Segundo o levantamento, a inadimplência no setor terminou o ano passado em 8,2%.
Entre os fatores que contribuíram para o aumento da inadimplência no agro, estão os fertilizantes e os combustíveis – cujos preços subiram pelos efeitos da guerra entre Estados Unidos e Irã no Oriente Médio.
A Serasa aponta ainda que o índice de inadimplência no agronegócio vem crescendo a cada trimestre pelo menos desde o fim de 2024.
“Apesar de sinais de estabilização em alguns segmentos, a inadimplência no agronegócio segue em alta gradual, com produtores ainda enfrentando margens apertadas e fluxo de caixa pressionado, diante de custos elevados, preços voláteis e crédito mais seletivo”, afirma o head de agronegócio da Serasa Experian, Marcelo Pimenta.
Mais dados
De acordo com o levantamento da Serasa, a inadimplência rural está concentrada, principalmente, em dívidas com instituições financeiras (7,2%).
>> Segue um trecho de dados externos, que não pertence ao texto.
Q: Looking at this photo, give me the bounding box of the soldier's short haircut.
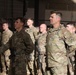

O indicador leva em consideração dívidas de pessoas físicas da população rural do país que tenham vencido há mais de 180 dias e sido contraídas com empresas de setores ligados ao agro.
A pesquisa mostra que o maior nível de inadimplência é alcançado pelos produtores sem informação de registro rural – arrendatários ou participantes de grupos familiares ou econômicos (9,9%).
Na sequência, aparecem os grandes proprietários (9,8%), os médios (8,3%) e os de pequeno porte (7,8%).